The Boy, the Mole, the Fox and the Horse

Charlie Mackesy (2019)
  Penguin Random House, London.

284 pages, £8.99.  ISBN: 978-1-804-95202-3


The Boy, the Mole, the Fox and the Horse

Every so often there is a publishing phenomenon that takes the book world by storm.  For example, I am thinking of the King James Version of the Bible (1611), Chairman Mao’s Little Red Book (1966) and Eric Carle’s The Very Hungry Caterpillar (1969).  Their distinctive styles and contents have influenced billions of readers, theologically, politically and educationally.

And now there is The Boy, the Mole, the Fox and the Horse (2019) by Charlie Mackesy.  It too has achieved massive sales, becoming the UK's bestselling adult hardback book ever with over 2 million copies sold in the UK and over 10 million worldwide in over 55 different languages.  In addition, it has dominated book charts, won numerous publishing prizes, and its film adaptation has gained BAFTA and Oscar awards and inspired a successful sequel, Always Remember (2025).

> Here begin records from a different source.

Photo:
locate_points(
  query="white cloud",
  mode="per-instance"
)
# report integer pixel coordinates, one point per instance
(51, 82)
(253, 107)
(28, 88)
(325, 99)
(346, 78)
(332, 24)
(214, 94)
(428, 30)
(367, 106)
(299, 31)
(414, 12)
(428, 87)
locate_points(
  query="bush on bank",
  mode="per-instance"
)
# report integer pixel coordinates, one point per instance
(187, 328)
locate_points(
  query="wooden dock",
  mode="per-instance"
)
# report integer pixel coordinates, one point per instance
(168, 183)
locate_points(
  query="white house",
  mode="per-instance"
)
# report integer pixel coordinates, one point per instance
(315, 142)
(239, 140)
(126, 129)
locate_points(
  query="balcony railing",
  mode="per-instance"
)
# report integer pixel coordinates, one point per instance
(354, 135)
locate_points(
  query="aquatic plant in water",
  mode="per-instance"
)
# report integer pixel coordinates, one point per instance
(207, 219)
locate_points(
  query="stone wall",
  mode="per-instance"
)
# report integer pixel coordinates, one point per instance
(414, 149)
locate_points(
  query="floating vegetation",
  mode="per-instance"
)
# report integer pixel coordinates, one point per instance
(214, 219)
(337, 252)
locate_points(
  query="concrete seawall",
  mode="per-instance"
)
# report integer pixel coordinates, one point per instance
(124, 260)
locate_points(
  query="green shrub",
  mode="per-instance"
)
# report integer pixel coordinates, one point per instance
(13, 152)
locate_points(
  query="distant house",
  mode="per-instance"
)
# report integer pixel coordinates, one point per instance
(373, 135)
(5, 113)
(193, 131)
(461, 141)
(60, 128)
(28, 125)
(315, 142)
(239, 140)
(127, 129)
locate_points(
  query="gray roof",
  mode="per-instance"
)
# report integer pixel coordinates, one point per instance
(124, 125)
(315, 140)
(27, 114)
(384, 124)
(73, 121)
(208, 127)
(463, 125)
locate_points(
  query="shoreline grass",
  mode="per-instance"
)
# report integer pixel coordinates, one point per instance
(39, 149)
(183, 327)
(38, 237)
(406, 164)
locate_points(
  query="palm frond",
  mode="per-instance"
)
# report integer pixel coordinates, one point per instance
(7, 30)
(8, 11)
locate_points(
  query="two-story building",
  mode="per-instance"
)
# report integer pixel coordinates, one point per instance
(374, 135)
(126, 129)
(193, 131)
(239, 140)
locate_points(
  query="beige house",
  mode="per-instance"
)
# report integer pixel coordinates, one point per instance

The Boy is a book with a message.  It has been described as a story about finding hope, love and connection through friendship, kindness and vulnerability.  It is a sweet tale told through conversations between its four characters and its bold, blotchy artwork.  Mackesy himself says in the Introduction, ‘I hope this book encourages you, perhaps, to live courageously with more kindness for yourself and for others.  And to ask for help when you need it – which is always a brave thing to do.'

How can such aspirations be anything other than admirable?  Who would not want them?  Yet here comes a massive stumbling block.  How can these laudable virtues not just be approved in our brains, but also realised in our lives?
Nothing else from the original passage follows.